Wolfgang Amadeus Mozart, “Magic Flute Fantasy,” arr. Michael Webster (flute, clarinet and piano): “Die Zauberflöte” (the “The Magic Flute”), K.620, was the last of Mozart’s 23 operas. He completed most of it in July 1791, except for the overture and a march, which he finished only two days before the premiere. Mozart was the first composer “to make comic opera transcend mere entertainment” [Schonberg]. The opera opened to packed houses on September 30, 1791, “by far the biggest success with which Mozart had been associated in Vienna” [Schonberg]. On December 5, Mozart was dead. It is said that, on his deathbed, Mozart attempted to sing Papageno’s aria “Der Vogelfänger bin ich ja” (“The Birdcatcher, That’s Me”) – the second work featured in this Fantasy crafted by contemporary American clarinetist and arranger Michael Webster. The Fantasy extracts portions of the Overture, the Finale and seven arias and choruses, ingeniously stitched together by other fragments of this ever-popular opera.

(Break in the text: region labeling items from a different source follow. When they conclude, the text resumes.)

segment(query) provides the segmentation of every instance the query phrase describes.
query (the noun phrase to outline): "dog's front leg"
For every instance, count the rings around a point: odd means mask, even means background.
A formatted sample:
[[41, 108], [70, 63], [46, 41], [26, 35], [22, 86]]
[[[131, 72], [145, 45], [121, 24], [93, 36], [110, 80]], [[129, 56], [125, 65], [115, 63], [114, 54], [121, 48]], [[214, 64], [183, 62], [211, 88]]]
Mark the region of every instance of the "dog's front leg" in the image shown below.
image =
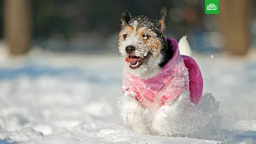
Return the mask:
[[188, 91], [184, 90], [175, 100], [166, 103], [161, 107], [156, 112], [152, 124], [151, 130], [153, 134], [168, 136], [175, 134], [175, 129], [177, 129], [177, 118], [182, 113], [184, 108], [187, 106], [187, 102]]
[[136, 133], [148, 134], [143, 115], [145, 109], [129, 92], [125, 92], [123, 98], [121, 110], [124, 122]]

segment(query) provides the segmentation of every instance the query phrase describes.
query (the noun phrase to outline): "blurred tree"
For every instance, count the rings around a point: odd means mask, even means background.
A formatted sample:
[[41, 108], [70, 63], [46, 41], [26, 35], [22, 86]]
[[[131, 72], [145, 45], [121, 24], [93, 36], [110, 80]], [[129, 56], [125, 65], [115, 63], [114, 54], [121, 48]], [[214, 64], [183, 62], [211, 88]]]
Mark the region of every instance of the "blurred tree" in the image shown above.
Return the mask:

Wolfgang Amadeus Mozart, Flute Quartet No. 1 in D Major, K.285 (flute, violin, viola and cello): The manuscript of this quartet is dated December 25, 1777. The 21-year-old genius and his mother were in the third month of a European tour. Severe winter weather kept them in Mannheim, Germany on their way to Paris. While they wintered in Mannheim, Mozart fell in love with the 17-year-old Aloysia Weber (he later married her less beautiful, younger sister Constanze). Mozart also met an amateur flutist, Ferdinand Dejean, a surgeon for the Dutch East India Company, who commissioned this and Mozart’s second flute quartet. The first movement of this quartet is “melodious;” the second movement, written in B minor (a “rare key in Mozart”) is “slow” and “eloquent;” and the third movement features a “kittenish finish” [Julian Rushton].